Have you ever wanted to transform a series of overlapping images into a breathtaking panoramic view? Thanks to the power of programming, particularly image processing libraries, this task can be made feasible and fun! In this article, we will walk you through the process of stitching images together using Python. The steps outlined are straightforward, and by the end, you will have a beautiful panorama to show off!
Requirements
Before diving into the process, ensure you install the following Python packages:
- numpy = 1.24.3
- opencv-python = 4.9.0 (latest as of 2024)
- opencv-contrib-python = 4.9.0 (latest as of 2024)
- imutils = 0.5.4
Description of the Algorithm
We implemented the panoramic image stitching algorithm from scratch, using invariant features—principally SIFT (Scale-Invariant Feature Transform) to detect features across images. Think of stitching images similarly to stitching fabric pieces together to create a quilt. Each overlapping image contributes to the final masterpiece, requiring precise alignment and blending to ensure a seamless transition.
This method employs advanced techniques like RANSAC (Random Sample Consensus) to eliminate outliers, allowing for accurate homography transformations and proper image warping. It provides a robust foundation for creating visually appealing panoramas.
Preparing Your Images
Before you begin stitching, you need to set up your image dataset.
Sample Images
- The repository comes equipped with sample images located in the data folder. Just copy these images to your inputs folder.
- For convenience, the datatajm folder contains the default images for you to use as an example.
Creating Custom Images
Feel like getting creative? You can use your images as long as:
- The images are sequential and have overlapping sections between consecutive images.
- Each image should be at least 400 pixels in width and height.
How to Run the Stitching Process
- Put your selected images in the inputs folder.

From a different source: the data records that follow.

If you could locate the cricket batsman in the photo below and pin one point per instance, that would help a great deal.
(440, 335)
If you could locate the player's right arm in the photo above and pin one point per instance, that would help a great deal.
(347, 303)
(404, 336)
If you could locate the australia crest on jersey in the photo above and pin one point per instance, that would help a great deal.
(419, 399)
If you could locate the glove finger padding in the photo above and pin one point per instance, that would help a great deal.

- Open your terminal and run the command:
- Enter the number of images you want to stitch together when prompted:
- Next, enter the image names along with paths and extensions in the order you wish to concatenate:
- Upon completion, the results will be saved in the output folder as panorama_image.jpg and matched_points.jpg.
python3 stitch.py
Enter the number of images you want to concatenate: 4
Enter the image names with extension in order of left to right:
Enter the 1 image name along with path and extension: inputs/tajm1.jpg
Enter the 2 image name along with path and extension: inputs/tajm2.jpg
Enter the 3 image name along with path and extension: inputs/tajm3.jpg
Enter the 4 image name along with path and extension: inputs/tajm4.jpg
Results
You can see a few sample results below from various folders such as datatajm, datanature, datanature, etc.

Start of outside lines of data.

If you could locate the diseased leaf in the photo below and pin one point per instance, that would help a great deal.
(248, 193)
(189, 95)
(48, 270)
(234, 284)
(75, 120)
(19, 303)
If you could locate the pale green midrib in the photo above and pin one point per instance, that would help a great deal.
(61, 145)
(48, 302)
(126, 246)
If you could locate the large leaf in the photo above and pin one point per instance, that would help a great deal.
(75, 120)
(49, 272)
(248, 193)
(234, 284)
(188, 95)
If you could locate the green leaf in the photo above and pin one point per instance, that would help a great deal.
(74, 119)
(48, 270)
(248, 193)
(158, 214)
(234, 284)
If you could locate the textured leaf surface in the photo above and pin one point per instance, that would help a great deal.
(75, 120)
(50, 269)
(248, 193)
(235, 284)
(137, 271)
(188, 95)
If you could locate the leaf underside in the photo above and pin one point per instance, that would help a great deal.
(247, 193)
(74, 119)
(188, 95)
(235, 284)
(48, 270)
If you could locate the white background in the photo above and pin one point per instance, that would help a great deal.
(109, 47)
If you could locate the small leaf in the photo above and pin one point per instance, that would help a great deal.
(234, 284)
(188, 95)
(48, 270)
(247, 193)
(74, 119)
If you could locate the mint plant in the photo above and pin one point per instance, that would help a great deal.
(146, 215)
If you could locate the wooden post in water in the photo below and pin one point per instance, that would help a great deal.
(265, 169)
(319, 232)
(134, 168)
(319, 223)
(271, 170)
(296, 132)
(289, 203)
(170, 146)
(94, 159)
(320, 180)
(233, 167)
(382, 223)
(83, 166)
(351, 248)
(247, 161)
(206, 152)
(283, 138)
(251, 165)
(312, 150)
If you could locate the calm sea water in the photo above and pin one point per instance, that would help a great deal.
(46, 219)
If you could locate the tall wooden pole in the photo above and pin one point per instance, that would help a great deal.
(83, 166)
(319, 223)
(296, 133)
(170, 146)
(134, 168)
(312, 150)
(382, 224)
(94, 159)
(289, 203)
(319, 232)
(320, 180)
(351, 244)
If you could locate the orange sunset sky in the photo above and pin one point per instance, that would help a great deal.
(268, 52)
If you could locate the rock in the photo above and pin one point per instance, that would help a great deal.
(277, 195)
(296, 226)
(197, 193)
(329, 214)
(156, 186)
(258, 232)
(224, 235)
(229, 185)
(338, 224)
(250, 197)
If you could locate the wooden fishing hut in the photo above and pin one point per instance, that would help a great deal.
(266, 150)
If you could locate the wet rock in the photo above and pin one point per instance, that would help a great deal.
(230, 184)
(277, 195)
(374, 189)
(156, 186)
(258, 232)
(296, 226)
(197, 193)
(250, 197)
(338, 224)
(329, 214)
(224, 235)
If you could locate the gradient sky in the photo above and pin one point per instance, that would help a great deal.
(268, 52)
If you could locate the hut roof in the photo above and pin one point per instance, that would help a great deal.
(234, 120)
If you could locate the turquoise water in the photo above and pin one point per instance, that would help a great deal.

Images: tajm1.jpg, tajm2.jpg, tajm3.jpg, tajm4.jpg

Images: nature1.jpg, nature2.jpg, nature3.jpg, nature4.jpg, nature5.jpg, nature6.jpg

Images: my1.jpg, my2.jpg

Troubleshooting
If you encounter any issues while running the script, here are a few troubleshooting ideas:
- Make sure all required packages are installed correctly. You may need to install them via pip:
pip install numpy opencv-python opencv-contrib-python imutils
Conclusion
At fxis.ai, we believe that such advancements are crucial for the future of AI, as they enable more comprehensive and effective solutions. Our team is continually exploring new methodologies to push the envelope in artificial intelligence, ensuring that our clients benefit from the latest technological innovations.
Now you have the tools to create your stunning panoramic images. Happy stitching!